Is getting a raise or cutting your spending best for your financial future?

Given an option to secure your financial future, would you rather earn more money or cut back on expenses? Most people would say “more money, yo!” but the truth may surprise you.

More money sounds better. With more money comes a greater ability to save and invest, right?

But cutting spending can actually be more powerful than simply increasing your income.

There’s a couple of reasons for this.

First is a phenomenon called “the goldfish effect”. Goldfish will grow to the size of their current enclosure (assuming healthy water, ample food, etc.) So, move a goldfish into a bigger bowl and it’ll grow to the size of its larger home. The simplified explanation for this is that the goldfish will eat more food – it’s got more room to frolic!

The lesson from the humble goldfish can be applied to personal finances. There’s some evidence suggesting that earning more money results in a higher level of proportional spending – otherwise known as the marginal propensity to consume. Two economists Atif Mian and Amir Sufi, discussed this on their blog and their analysis showed that for most people, spending does increase with increased income. This is especially true for people who initially come from lower incomes.

In other words, most people are like goldfish when it comes to money – the more they make the more they spend. Like the goldfish, their consumption  increases. Think about when you last got a bonus or a big bump in pay. Did you save that extra money or did you find creative ways to spend it?

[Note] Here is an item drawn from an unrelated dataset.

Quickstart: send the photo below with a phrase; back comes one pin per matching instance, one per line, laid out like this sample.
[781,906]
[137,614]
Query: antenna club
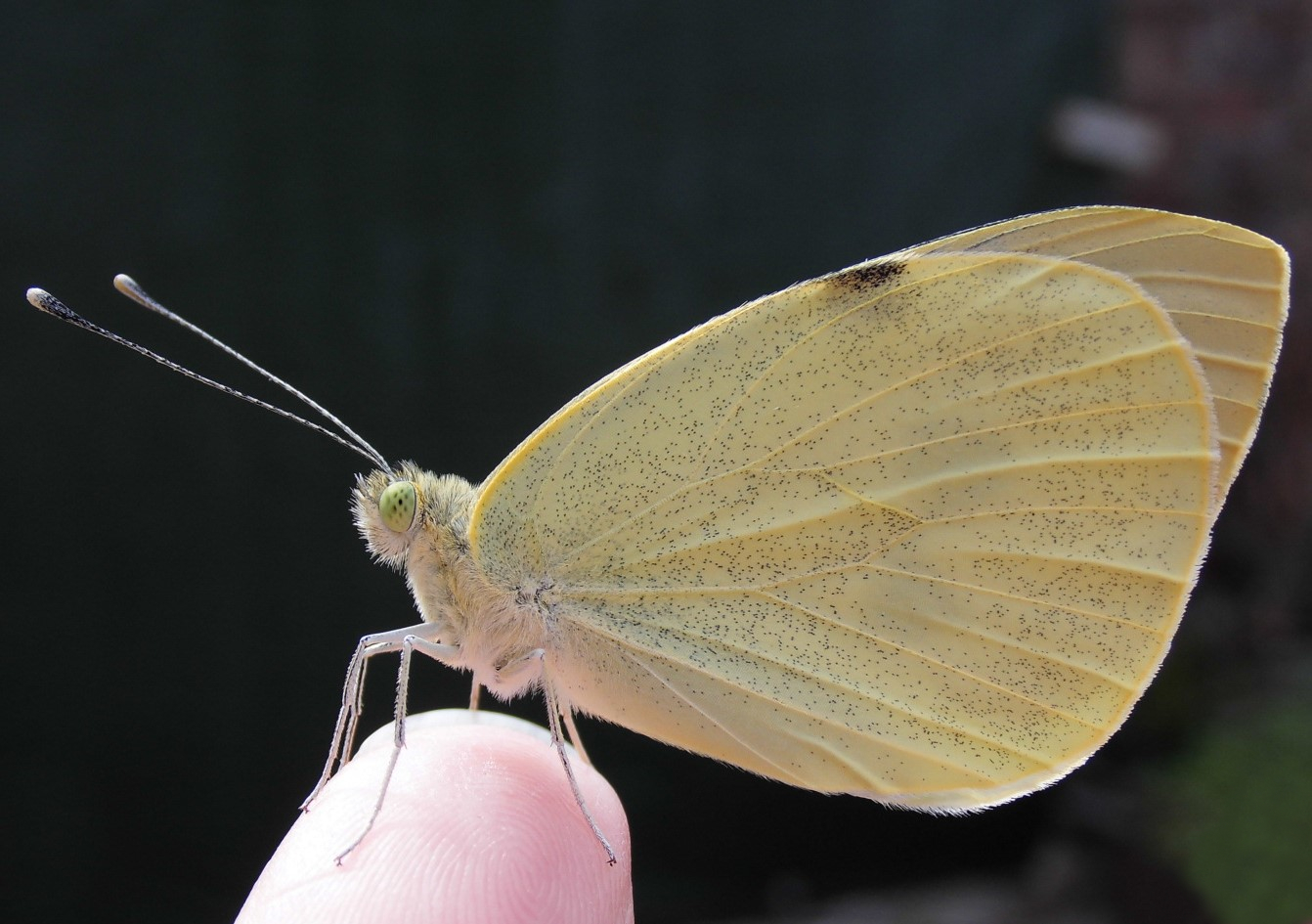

The second reason cutting spending can be more powerful is wonderfully articulated courtesy of a great post from Mister Money Moustache where he says that every permanent drop in spending has a twofold bonus:

1) you’ll get an increase in money to save and invest

2) you’ll permanently decrease the amount of expenses you’ll need to live

This intuitively makes a lot of sense. You’ll get a double benefit of having more money to grow your wealth and needing less to enjoy life.

What about increasing your income AND reducing your expenses? Well, then you’d be golden and would likely be ahead of the curve. It’s a good habit to aspire towards!

Of course, what you choose to save and invest into will greatly affect your financial future. But you’ll need to sort out the basics first to see if investing is the right step for you and a great way to tell is by taking our free Financial Health Check.

So there you go. Mo’ money really can to lead to mo’ problems if you don’t get your expenses sorted.

Hey, even Johnny Depp went bankrupt from excessive spending…and he made $650M over 17 years!